NEWS

TIF pledges to cost 11.3 bln euros, SYRIZA says

The economic program presented by Alexis Tsipras at the Thessaloniki International Fair (TIF) on Saturday would cost 11.3 billion euros to implement, SYRIZA said Monday.

SYRIZA issued a detailed breakdown of the pledges made by Tsipras, which included restoring the minimum wage to 751 euros, the tax-free threshold to 12,000 euros and the 13th monthly pension payment for retirees.
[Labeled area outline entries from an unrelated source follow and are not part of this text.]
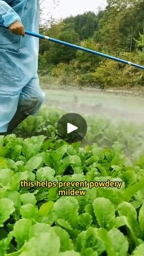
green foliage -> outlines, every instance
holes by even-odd
[[[41,32],[143,65],[143,0],[109,0],[104,10],[67,18]],[[115,18],[117,17],[117,19]],[[115,21],[113,22],[113,21]],[[142,71],[40,40],[41,83],[107,87],[143,86]]]
[[[0,158],[1,256],[143,256],[143,126],[88,117],[85,139],[69,145],[56,133],[61,115],[53,109],[27,119],[16,134],[28,138],[0,136],[7,152]],[[38,130],[45,134],[34,136]],[[37,179],[123,185],[67,197],[57,188],[20,186]]]

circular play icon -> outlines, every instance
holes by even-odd
[[[82,141],[87,131],[84,119],[78,114],[68,113],[63,115],[57,123],[59,136],[68,143]]]

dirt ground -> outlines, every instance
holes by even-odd
[[[60,108],[67,112],[144,123],[144,92],[59,88],[45,91],[45,106]]]

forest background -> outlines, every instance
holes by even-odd
[[[144,0],[107,0],[96,13],[41,23],[40,33],[144,65]],[[40,40],[42,84],[96,88],[144,86],[142,70]]]

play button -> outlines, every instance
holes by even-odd
[[[59,137],[68,143],[82,141],[87,131],[87,125],[84,119],[78,114],[68,113],[63,115],[57,123]]]
[[[78,129],[78,127],[75,126],[75,125],[71,125],[71,123],[67,123],[67,133],[71,133],[74,131],[76,131]]]

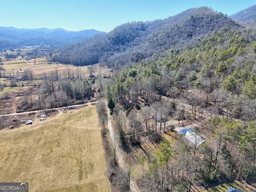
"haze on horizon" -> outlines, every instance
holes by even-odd
[[[0,26],[61,28],[70,31],[95,29],[108,32],[129,21],[163,19],[188,9],[202,6],[231,15],[254,3],[250,0],[5,1],[1,2],[0,17],[4,19]]]

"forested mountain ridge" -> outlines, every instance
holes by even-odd
[[[17,29],[0,27],[0,49],[22,46],[60,46],[83,41],[104,32],[95,29],[69,31],[62,28]]]
[[[166,19],[122,25],[107,34],[61,47],[52,59],[76,65],[105,62],[117,67],[172,47],[183,47],[225,26],[242,28],[208,7],[191,9]]]
[[[233,14],[230,17],[241,21],[256,20],[256,5],[250,6],[238,12]]]
[[[140,113],[143,121],[143,115],[152,111],[150,114],[158,110],[157,118],[162,118],[169,102],[172,103],[171,108],[175,108],[170,109],[172,117],[196,119],[196,113],[191,117],[184,107],[177,107],[184,105],[178,103],[177,100],[186,101],[192,111],[193,108],[199,109],[198,111],[204,110],[215,116],[206,120],[200,130],[207,138],[200,149],[186,149],[186,142],[181,139],[175,144],[167,143],[171,147],[166,148],[174,153],[164,164],[166,170],[172,170],[172,176],[164,179],[167,181],[166,188],[171,189],[177,183],[187,188],[191,183],[207,188],[213,182],[237,178],[248,181],[256,175],[253,163],[256,138],[255,35],[254,29],[241,31],[225,27],[182,49],[171,49],[162,55],[154,54],[150,60],[130,65],[107,85],[105,94],[109,101],[123,106],[128,114]],[[163,96],[168,97],[168,101]],[[146,106],[141,107],[141,100]],[[157,129],[152,130],[150,137],[154,138]],[[139,134],[134,130],[135,135]],[[161,126],[159,130],[161,133]],[[129,139],[121,136],[124,143],[129,142]],[[163,154],[166,154],[165,151]],[[197,153],[201,154],[198,157],[188,157],[197,156]],[[165,174],[165,170],[162,169],[163,156],[157,156],[151,169],[140,180],[143,191],[161,191],[157,187],[163,179],[162,173]],[[191,164],[194,166],[189,165],[187,170],[183,165]],[[181,170],[193,176],[181,176]]]

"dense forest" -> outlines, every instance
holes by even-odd
[[[191,9],[163,20],[122,25],[108,34],[58,49],[52,60],[76,65],[106,62],[117,68],[172,47],[182,47],[225,26],[242,28],[210,8]]]
[[[149,169],[138,181],[142,191],[190,191],[193,185],[247,181],[256,175],[255,32],[224,27],[182,49],[133,63],[106,85],[105,97],[116,113],[124,145],[136,146],[145,135],[161,140],[165,124],[156,125],[168,116],[183,125],[211,114],[198,131],[207,135],[203,145],[191,148],[181,138],[173,143],[165,140],[155,158],[147,157]],[[170,101],[164,102],[164,97]],[[180,101],[202,114],[188,113]]]

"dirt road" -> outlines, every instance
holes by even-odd
[[[115,133],[113,130],[113,128],[112,127],[112,125],[111,124],[111,116],[110,116],[110,112],[109,111],[109,109],[108,108],[108,130],[109,131],[109,133],[110,135],[111,140],[113,145],[114,145],[114,141],[116,140],[116,138],[118,138],[118,136]],[[126,164],[125,164],[125,161],[124,160],[124,156],[123,155],[123,153],[122,152],[122,150],[119,147],[119,143],[117,145],[117,148],[116,150],[116,155],[117,156],[117,158],[118,159],[118,163],[119,166],[121,167],[122,169],[124,169],[124,170],[127,170]],[[135,187],[135,183],[132,180],[132,178],[131,178],[131,182],[130,182],[130,191],[133,192],[137,192],[137,190],[136,189]]]

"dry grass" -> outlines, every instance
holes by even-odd
[[[0,134],[2,181],[30,191],[109,191],[95,107]]]
[[[25,59],[19,58],[15,59],[3,61],[2,67],[6,71],[12,71],[19,69],[20,68],[30,67],[35,65],[36,65],[44,62],[47,62],[46,58],[42,58],[26,60]]]

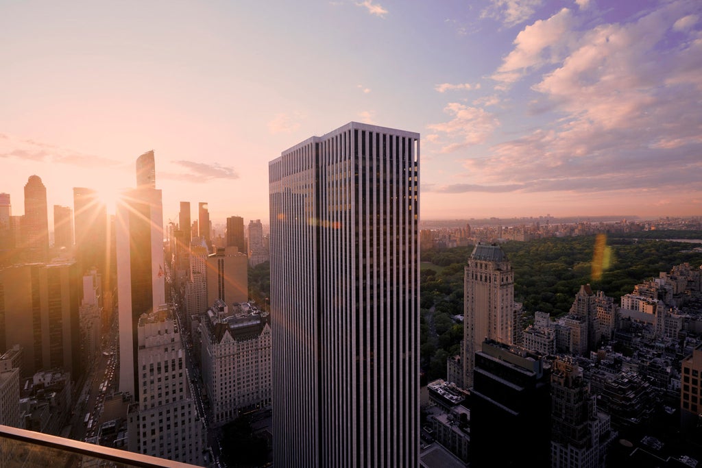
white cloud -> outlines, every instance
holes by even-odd
[[[548,20],[539,20],[526,26],[517,35],[514,50],[505,58],[492,78],[503,83],[514,83],[531,69],[558,62],[571,42],[572,20],[571,11],[562,8]]]
[[[490,106],[496,106],[499,103],[500,98],[494,94],[489,96],[478,98],[473,101],[473,105],[480,107],[489,107]]]
[[[590,0],[575,0],[575,3],[581,10],[585,10],[590,6]]]
[[[0,134],[0,160],[5,158],[84,168],[114,167],[119,162],[96,154],[85,154],[55,145]]]
[[[466,91],[470,91],[472,89],[480,89],[480,83],[477,83],[476,84],[472,85],[470,83],[461,83],[459,84],[442,83],[441,84],[436,85],[434,87],[434,89],[439,91],[439,93],[446,93],[446,91],[456,90],[456,89],[465,89]]]
[[[472,107],[459,102],[449,102],[444,112],[453,116],[448,122],[430,124],[430,130],[444,133],[451,140],[443,145],[441,152],[449,153],[473,145],[484,143],[499,126],[497,118],[479,107]]]
[[[388,14],[388,10],[385,10],[383,6],[378,4],[373,4],[371,0],[364,0],[360,3],[356,4],[358,6],[363,6],[368,10],[368,13],[371,15],[375,15],[376,16],[380,16],[380,18],[385,18],[385,15]]]
[[[565,29],[562,57],[545,55],[548,41],[525,28],[529,40],[515,41],[501,69],[533,74],[534,107],[555,119],[465,161],[469,173],[534,191],[701,189],[702,39],[698,20],[687,19],[695,9],[670,1],[621,23]],[[552,69],[542,76],[536,65]]]
[[[284,112],[276,114],[268,122],[268,131],[271,133],[291,133],[300,128],[301,116],[296,113],[289,115]]]
[[[673,25],[673,29],[675,31],[685,31],[696,25],[699,19],[697,15],[687,15],[676,21]]]
[[[491,0],[481,18],[491,18],[511,27],[529,19],[543,3],[542,0]]]

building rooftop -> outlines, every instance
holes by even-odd
[[[473,260],[487,262],[503,262],[507,260],[507,255],[502,251],[502,248],[499,246],[485,243],[479,243],[475,246],[473,253],[470,254],[470,258]]]

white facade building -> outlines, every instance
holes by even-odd
[[[264,243],[261,220],[251,220],[249,222],[249,265],[255,267],[270,258],[268,246]]]
[[[138,334],[141,397],[129,407],[128,450],[201,466],[204,426],[170,312],[162,309],[142,315]]]
[[[271,328],[267,312],[217,300],[200,323],[202,378],[212,421],[271,405]]]
[[[419,134],[350,122],[269,182],[275,466],[418,466]]]
[[[499,246],[475,246],[463,276],[463,386],[473,386],[475,353],[485,339],[514,344],[515,274]]]
[[[138,187],[122,194],[115,213],[119,391],[138,400],[139,317],[166,303],[163,207],[153,166],[153,152],[137,159]]]

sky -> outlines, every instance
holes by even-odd
[[[268,221],[268,162],[420,135],[420,218],[702,215],[698,0],[0,1],[0,192]],[[50,225],[51,225],[50,224]]]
These and other promises made by the SYRIZA chief would be covered by collecting 3 billion euros in arrears, 3 billion euros from the money that the country’s bank recapitalization fund, the HFSF, has in reserve, as well as 3 billion from clamping down on tax evasion.
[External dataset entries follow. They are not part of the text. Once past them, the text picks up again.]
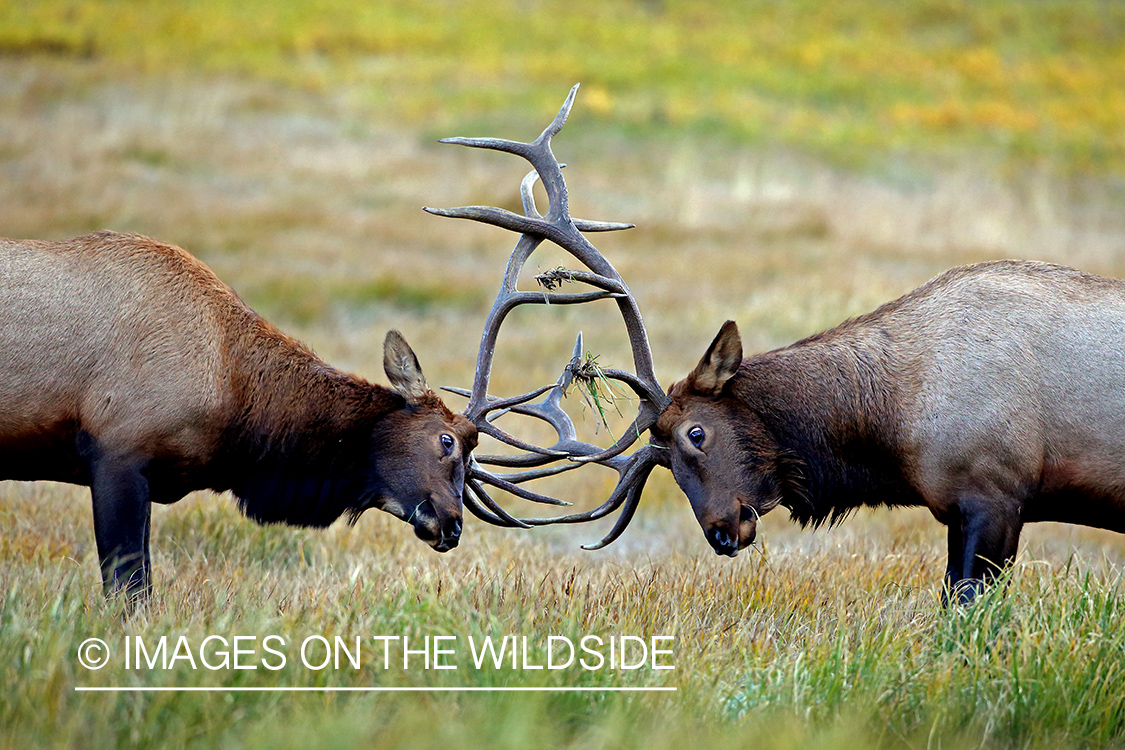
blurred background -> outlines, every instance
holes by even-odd
[[[575,82],[555,142],[573,213],[637,224],[594,240],[665,386],[727,318],[750,353],[954,264],[1125,274],[1125,6],[1096,1],[7,0],[0,234],[171,241],[342,369],[381,381],[396,327],[432,383],[468,386],[514,236],[421,207],[518,209],[526,165],[436,139],[531,139]],[[526,275],[567,262],[544,247]],[[611,304],[521,309],[494,392],[555,380],[579,329],[629,364]],[[548,489],[582,505],[613,479]],[[808,539],[771,521],[767,543]],[[706,553],[666,472],[637,525]]]
[[[1125,3],[1109,0],[0,0],[0,235],[170,241],[341,369],[385,382],[394,327],[432,385],[468,386],[515,237],[421,209],[519,210],[528,166],[436,141],[534,138],[576,82],[555,153],[575,216],[637,225],[592,240],[665,387],[728,318],[753,353],[955,264],[1125,277]],[[522,287],[559,264],[542,247]],[[556,380],[578,331],[602,367],[630,364],[612,304],[523,308],[493,391]],[[603,444],[632,416],[621,400],[598,427],[567,401]],[[614,479],[546,489],[588,507]],[[924,509],[819,531],[780,510],[719,559],[658,471],[619,542],[577,550],[609,523],[471,519],[439,555],[386,514],[262,527],[205,493],[154,509],[155,594],[124,617],[101,597],[89,493],[4,482],[0,749],[1122,742],[1125,535],[1025,530],[1012,585],[964,612],[937,604],[945,530]],[[677,652],[667,675],[78,669],[107,632],[674,633]],[[678,693],[74,693],[91,683]]]

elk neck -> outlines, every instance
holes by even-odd
[[[405,400],[253,317],[251,333],[231,347],[223,484],[263,523],[323,527],[343,514],[354,521],[372,479],[372,432]]]
[[[781,505],[801,525],[922,504],[902,472],[896,372],[885,332],[847,324],[742,362],[732,392],[773,436]]]

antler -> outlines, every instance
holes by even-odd
[[[500,293],[493,304],[480,337],[480,350],[477,354],[477,370],[472,381],[472,390],[447,388],[454,394],[467,396],[468,406],[465,415],[471,419],[483,434],[511,445],[522,453],[502,455],[474,457],[469,462],[465,482],[465,505],[477,517],[500,526],[536,526],[554,523],[579,523],[593,521],[613,513],[622,507],[620,517],[610,533],[597,544],[584,545],[584,549],[598,549],[613,542],[632,519],[641,490],[648,480],[652,468],[666,463],[660,449],[646,445],[631,455],[624,452],[656,422],[660,412],[667,406],[668,398],[657,382],[652,372],[652,354],[648,345],[648,334],[641,320],[637,300],[624,280],[613,265],[594,247],[583,232],[610,232],[630,229],[632,224],[611,222],[587,222],[570,216],[566,182],[562,179],[562,168],[551,153],[551,138],[566,124],[570,107],[574,103],[578,87],[570,89],[570,94],[564,102],[555,120],[532,143],[503,141],[500,138],[446,138],[442,143],[453,143],[472,148],[490,148],[516,154],[528,160],[534,168],[520,186],[523,198],[523,216],[502,208],[488,206],[467,206],[462,208],[425,210],[438,216],[472,219],[520,233],[520,240],[512,251],[504,271],[504,280]],[[536,180],[542,180],[550,206],[547,215],[541,215],[536,208],[532,188]],[[550,240],[562,250],[570,253],[585,265],[588,271],[560,270],[540,274],[537,279],[544,291],[520,291],[516,281],[528,259],[543,242]],[[595,291],[578,293],[555,292],[554,287],[559,280],[578,281],[593,287]],[[583,371],[582,334],[575,342],[574,355],[564,368],[562,374],[555,383],[537,388],[522,396],[512,398],[495,398],[488,395],[488,381],[492,376],[493,355],[496,349],[496,337],[507,314],[520,305],[577,305],[600,299],[613,299],[618,304],[621,317],[624,319],[629,334],[629,345],[632,349],[636,373],[616,369],[602,369],[598,377],[616,380],[628,386],[638,397],[637,418],[613,445],[602,449],[579,441],[574,423],[560,405],[567,388],[576,378],[587,379]],[[540,400],[534,400],[539,397]],[[513,412],[534,417],[554,427],[558,440],[554,445],[540,446],[522,441],[501,430],[493,421],[504,413]],[[506,490],[518,497],[549,505],[569,505],[547,495],[521,487],[542,477],[549,477],[569,471],[584,463],[600,463],[618,471],[618,485],[610,497],[598,507],[585,513],[574,513],[548,518],[516,518],[497,505],[485,491],[484,486],[490,485]],[[484,466],[521,469],[507,473],[488,471]]]

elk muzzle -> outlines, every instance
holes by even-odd
[[[727,517],[719,517],[705,514],[700,518],[703,535],[716,554],[732,558],[738,554],[739,550],[745,550],[754,543],[758,527],[757,510],[742,499],[738,500],[737,507],[737,515],[729,514]]]
[[[417,506],[410,523],[414,526],[414,535],[436,552],[449,552],[461,541],[460,509],[441,512],[432,499]]]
The coalition dismissed the program as being unattainable. Labor Minister Yiannis Vroutsis said it would be “dangerously delusional” for people to think that raising the minimum wage would lead to workers experiencing the same financial conditions as before the crisis.

The centerpiece of Tsipras’s economic program is a 5-billion-euro scheme to create 300,000 jobs in the private and public sector over the course of two years. The SYRIZA leader said that this would be funded by European Union structural financing.

Deputy Development Minister Odysseas Konstantinopoulos suggested that most of the EU funds from the 2007-13 and 2014-20 packages had already been spoken for and SYRIZA would have to cancel projects in order to redirect it. The opposition party challenged this statement and said that 1 billion euros from the earlier package is in danger of being lost because it has not yet been absorbed.